Qwen 3.5
So I follow AI news quite a lot and it looks like Qwen has released the smaller variants it's Qwen 3.5 series. I'm curious if they have a 0.6b version and if they do it should be the same size as the current great Qwen3 0.6b text encoder.
I know I said previously that I it might be better with a bigger model. However, I saw videos of the original Qwen3 0.6b by Bijanbowen And I have to say size definitely doesn't matter. It's about how you train the model and the current model they have as the text encoder is very very good and trained very well so hats off to the Devs of this great anime model.
I'm also curious if there's a big difference between Qwen 3.5 and Qwen 3.
I love the open source models at the moment. I think they are incredible. Both video image and overall LLMs. It's definitely exciting times for the open source community and AI in general.
There is no 0.6B model in Qwen 3.5, but there is a 0.8B model available. I saw someone in an overseas community experiment with it. The architecture is slightly different, and some unnecessary parts were trimmed down. Fortunately, the hidden_size is the same, so they managed to integrate it into the existing DiT structure and get it running. However, the generated images did not come out properly—the shapes seemed to collapse and blend together.
It might be an issue with the adapter not being properly aligned, but it is difficult to determine exactly what the problem is. For now, it can be considered “possible,” but whether it will lead to “better” results remains to be seen.
I haven't tried the 0.8B yet,
but judging from the 9B and 27B versions, there are obvious improvements in the versions.
And the entire series comes with multimodality, and it might even be possible to consider passing reference images in clip?
(Regarding te's multimodality, it can run smoothly in the Newbie( test version), even though no special training has been conducted for this.)
However, if the existing structure is maintained, using T5's tokenizer, simply replacing from qwen3 0.6b to 3.5 0.8b may result in limited improvement.
I expect there can be some behavior alignment by fine-tuning adapter part. I'll post comment if there are some meaningful results.
There is no 0.6B model in Qwen 3.5, but there is a 0.8B model available. I saw someone in an overseas community experiment with it. The architecture is slightly different, and some unnecessary parts were trimmed down. Fortunately, the hidden_size is the same, so they managed to integrate it into the existing DiT structure and get it running. However, the generated images did not come out properly—the shapes seemed to collapse and blend together.
It might be an issue with the adapter not being properly aligned, but it is difficult to determine exactly what the problem is. For now, it can be considered “possible,” but whether it will lead to “better” results remains to be seen.
Alright — the person from the overseas community I mentioned earlier has finally produced some promising results. For clarity: I won’t post a direct link because the post contains NSFW images and comes from a non-English community, so quoting it directly would be inappropriate. I’ll only report the results here.

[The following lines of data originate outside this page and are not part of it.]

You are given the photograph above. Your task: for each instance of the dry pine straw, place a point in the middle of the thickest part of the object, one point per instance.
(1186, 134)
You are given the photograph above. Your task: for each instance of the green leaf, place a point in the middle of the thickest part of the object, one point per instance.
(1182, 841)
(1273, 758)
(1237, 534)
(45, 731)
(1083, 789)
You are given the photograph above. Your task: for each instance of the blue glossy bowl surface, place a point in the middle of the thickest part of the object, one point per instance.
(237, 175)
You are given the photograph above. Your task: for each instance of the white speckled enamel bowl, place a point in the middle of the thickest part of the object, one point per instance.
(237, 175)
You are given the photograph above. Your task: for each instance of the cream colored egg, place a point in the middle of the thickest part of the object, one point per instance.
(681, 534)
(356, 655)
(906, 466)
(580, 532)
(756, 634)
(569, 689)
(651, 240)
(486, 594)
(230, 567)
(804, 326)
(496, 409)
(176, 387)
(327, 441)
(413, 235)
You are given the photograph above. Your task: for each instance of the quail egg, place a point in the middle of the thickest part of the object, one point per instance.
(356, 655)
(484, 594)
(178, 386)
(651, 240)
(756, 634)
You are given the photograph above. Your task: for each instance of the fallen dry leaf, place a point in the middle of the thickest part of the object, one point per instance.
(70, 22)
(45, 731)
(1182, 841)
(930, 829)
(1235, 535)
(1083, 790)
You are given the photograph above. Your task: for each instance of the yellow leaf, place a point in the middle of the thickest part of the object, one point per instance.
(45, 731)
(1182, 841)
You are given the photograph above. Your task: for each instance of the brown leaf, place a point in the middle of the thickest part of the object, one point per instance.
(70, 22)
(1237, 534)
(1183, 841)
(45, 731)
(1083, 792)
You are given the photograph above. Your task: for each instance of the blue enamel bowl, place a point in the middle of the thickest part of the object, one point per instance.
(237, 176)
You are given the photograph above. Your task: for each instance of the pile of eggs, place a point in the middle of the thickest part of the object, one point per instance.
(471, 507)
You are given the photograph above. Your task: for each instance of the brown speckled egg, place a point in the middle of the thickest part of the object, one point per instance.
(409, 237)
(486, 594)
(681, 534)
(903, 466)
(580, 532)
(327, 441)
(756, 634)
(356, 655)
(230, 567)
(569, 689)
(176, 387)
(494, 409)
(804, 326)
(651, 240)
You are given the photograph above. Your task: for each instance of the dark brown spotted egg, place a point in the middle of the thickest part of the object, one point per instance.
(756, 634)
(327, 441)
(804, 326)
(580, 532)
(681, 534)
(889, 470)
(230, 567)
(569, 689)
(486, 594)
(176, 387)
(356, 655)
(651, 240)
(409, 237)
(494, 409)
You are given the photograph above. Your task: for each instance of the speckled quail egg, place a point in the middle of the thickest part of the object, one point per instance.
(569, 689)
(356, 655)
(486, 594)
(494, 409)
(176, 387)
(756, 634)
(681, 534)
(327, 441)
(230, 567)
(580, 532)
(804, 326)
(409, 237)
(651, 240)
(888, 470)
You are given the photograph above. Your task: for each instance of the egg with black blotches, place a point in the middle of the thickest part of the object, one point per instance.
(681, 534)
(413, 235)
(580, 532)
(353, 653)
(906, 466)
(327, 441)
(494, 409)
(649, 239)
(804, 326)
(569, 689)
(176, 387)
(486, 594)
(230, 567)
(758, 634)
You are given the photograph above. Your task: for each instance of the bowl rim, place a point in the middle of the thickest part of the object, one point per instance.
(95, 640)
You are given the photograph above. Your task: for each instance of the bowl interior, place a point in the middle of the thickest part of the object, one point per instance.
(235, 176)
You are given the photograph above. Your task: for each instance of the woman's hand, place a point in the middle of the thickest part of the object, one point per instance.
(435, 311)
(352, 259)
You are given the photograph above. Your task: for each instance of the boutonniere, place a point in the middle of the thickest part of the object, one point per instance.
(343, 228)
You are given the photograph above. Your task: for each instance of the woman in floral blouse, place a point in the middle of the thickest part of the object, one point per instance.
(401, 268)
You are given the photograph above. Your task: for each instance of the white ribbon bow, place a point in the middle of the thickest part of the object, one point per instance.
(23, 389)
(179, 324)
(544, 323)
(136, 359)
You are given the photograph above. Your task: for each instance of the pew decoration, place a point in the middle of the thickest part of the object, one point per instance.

In short: about what we expected. They ported the Qwen 3.5 0.8B model and then fine-tuned the LLM adapter on a small dataset. A plain port had previously produced collapsed and distorted images; the additional adapter training, however, produced outputs that better preserve structure and align more closely with the prompts.
The overall conclusion remains the same: it’s still “possible,” but whether switching will actually yield broadly better results is uncertain.
Comparing the two models — Qwen 3.0 0.6B vs. Qwen 3.5 0.8B — you might notice some differences in basic UX, but within Anima there’s no clear, encouraging performance gap yet; the model mostly acts as a text encoder. Fully retraining the adapter on a much larger dataset to utilize the 0.8B model could mean discarding roughly half the existing progress and rebuilding the adapter from scratch.
I hope the developer sees this and posts more details so people can be reassured — I’m waiting for any additional information.
Yeah to be honest The prompt adherence is very good even with the current great Qwen3 0.6b model. Especially when you have multiple characters. Make sure you say names, Jess, John... rather than just 1girl or 1boy I've noticed it gives better results.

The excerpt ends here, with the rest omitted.